Using LM Studio with 120 AI Chat
Run your AI assistant locally with LM Studio on macOS
What You'll Need
- A Mac computer (Apple silicon or Intel chip)
- 120 AI Chat app
- Internet connection
1. Install LM Studio (your local AI engine)
LM Studio is a user-friendly desktop application that allows you to run AI models directly on your Mac. It provides a Graphical User Interface (GUI) for easy interaction.
- Go to https://lmstudio.ai
- Click Download for macOS.
- Open the downloaded
.dmgfile - Drag LM Studio into your Applications folder.
- Double-click the app to launch it for the first time.
2. Download a Local AI Model
LM Studio has a built-in browser for discovering and downloading models.
- In the LM Studio app, click the Model Search tab in the App Settings (Developer Mode).
- Browse the available models or use the search bar to find a specific one.
- Recommended starter model: Mistral
- Select the model you want, and click the Download button. LM Studio will handle the download and save the model to your Mac.
3. Start a Local Server in LM Studio
- In LM Studio, go to the Developer tab (left sidebar).
- Select the model you want to load (e.g., Mistral-7B-Instruct).
- Click Start Server on Port 1234... (the default server)
- Leave LM Studio running in the background — it will act as your local AI engine.
4. Open 120 AI Chat
- Open the 120 AI Chat app.
- Choose your downloaded model, for example, Mistral.
5. Start Chatting!
- All answers are generated by the model on your Mac.
- Your data stays private.
LM Studio primarily supports models in the GGUF format, which are optimized to run efficiently on consumer hardware.
A quick guide to understanding LLMs for 120 AI Chat
Most Popular Local LLMs
Mistral (7B): A fast, balanced 4GB model that excels at general chat and quick answers, working well on most modern laptops but with limited coding capabilities.
LLaMA 3 (8B): A smart and accurate 4.5GB general-purpose assistant that delivers high-quality responses but requires 8GB+ RAM and preferably GPU acceleration.
Mixtral (8x7B): A highly intelligent 12GB+ model designed for deep reasoning and long context tasks, but only suitable for high-end systems due to its heavy resource requirements.
Gemma (2B/7B): Google's efficient 1.5-4GB lightweight model that runs anywhere but sacrifices some intelligence compared to larger alternatives.
Phi-3 (3.8B): A compact 2.5GB model that's surprisingly capable for its size, perfect for quick answers on low-end systems but limited in deep reasoning tasks.

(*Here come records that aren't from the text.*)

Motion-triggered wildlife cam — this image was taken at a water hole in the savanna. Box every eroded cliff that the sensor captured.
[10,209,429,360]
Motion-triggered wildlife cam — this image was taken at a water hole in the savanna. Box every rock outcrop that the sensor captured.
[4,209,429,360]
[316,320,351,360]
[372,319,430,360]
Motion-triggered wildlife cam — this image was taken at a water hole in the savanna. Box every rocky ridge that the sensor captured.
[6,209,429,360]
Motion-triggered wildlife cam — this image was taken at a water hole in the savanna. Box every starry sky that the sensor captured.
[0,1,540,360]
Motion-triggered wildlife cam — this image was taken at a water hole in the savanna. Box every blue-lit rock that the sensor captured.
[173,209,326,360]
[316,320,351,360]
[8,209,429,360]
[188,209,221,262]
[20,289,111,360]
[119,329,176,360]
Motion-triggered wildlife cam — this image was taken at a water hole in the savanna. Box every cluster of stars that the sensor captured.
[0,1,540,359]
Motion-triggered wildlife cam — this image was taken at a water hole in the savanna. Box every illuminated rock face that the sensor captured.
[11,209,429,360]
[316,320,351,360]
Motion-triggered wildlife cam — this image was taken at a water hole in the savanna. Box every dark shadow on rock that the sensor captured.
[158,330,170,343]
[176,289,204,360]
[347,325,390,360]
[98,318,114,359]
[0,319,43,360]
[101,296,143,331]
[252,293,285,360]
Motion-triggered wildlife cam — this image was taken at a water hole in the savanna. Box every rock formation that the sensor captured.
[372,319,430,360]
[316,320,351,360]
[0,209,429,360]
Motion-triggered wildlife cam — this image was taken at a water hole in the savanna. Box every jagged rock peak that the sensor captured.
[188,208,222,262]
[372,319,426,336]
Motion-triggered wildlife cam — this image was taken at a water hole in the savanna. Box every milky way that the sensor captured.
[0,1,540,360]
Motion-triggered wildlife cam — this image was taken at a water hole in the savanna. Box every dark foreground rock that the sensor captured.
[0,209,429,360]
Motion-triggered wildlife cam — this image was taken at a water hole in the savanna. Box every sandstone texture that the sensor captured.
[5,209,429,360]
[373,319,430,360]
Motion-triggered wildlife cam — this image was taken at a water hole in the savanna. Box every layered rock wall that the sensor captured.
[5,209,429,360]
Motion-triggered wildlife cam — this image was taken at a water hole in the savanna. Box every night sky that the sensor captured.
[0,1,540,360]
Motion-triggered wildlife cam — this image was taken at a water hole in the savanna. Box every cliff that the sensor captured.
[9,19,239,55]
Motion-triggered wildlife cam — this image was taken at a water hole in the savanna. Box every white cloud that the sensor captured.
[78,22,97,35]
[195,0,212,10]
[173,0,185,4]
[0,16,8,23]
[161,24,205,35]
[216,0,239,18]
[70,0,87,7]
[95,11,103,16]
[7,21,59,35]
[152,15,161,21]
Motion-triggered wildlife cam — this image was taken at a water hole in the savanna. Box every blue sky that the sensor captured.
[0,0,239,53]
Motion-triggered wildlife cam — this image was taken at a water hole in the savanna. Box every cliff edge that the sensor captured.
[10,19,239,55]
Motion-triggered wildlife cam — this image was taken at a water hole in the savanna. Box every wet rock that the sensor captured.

Nous Hermes/OpenHermes: A community-tuned 4-7GB model optimized for helpful chat responses and writing, built on existing model foundations with similar system requirements to Mistral/LLaMA.
Minimum System Requirements
For basic models (2B–4B parameters), you'll need 4–8 GB RAM and a modern CPU from 2015 or later.
Mid-range models (7B–8B parameters) require 8–16 GB RAM with an SSD recommended for optimal performance.
Heavy models like Mixtral need 24 GB+ RAM or a dedicated GPU to run effectively.
For the best experience overall, use Apple M1/M2/M3 chips or a GPU with 6GB+ VRAM.
Tip: If your machine feels slow, choose smaller models like phi-3, gemma, or mistral (quantized).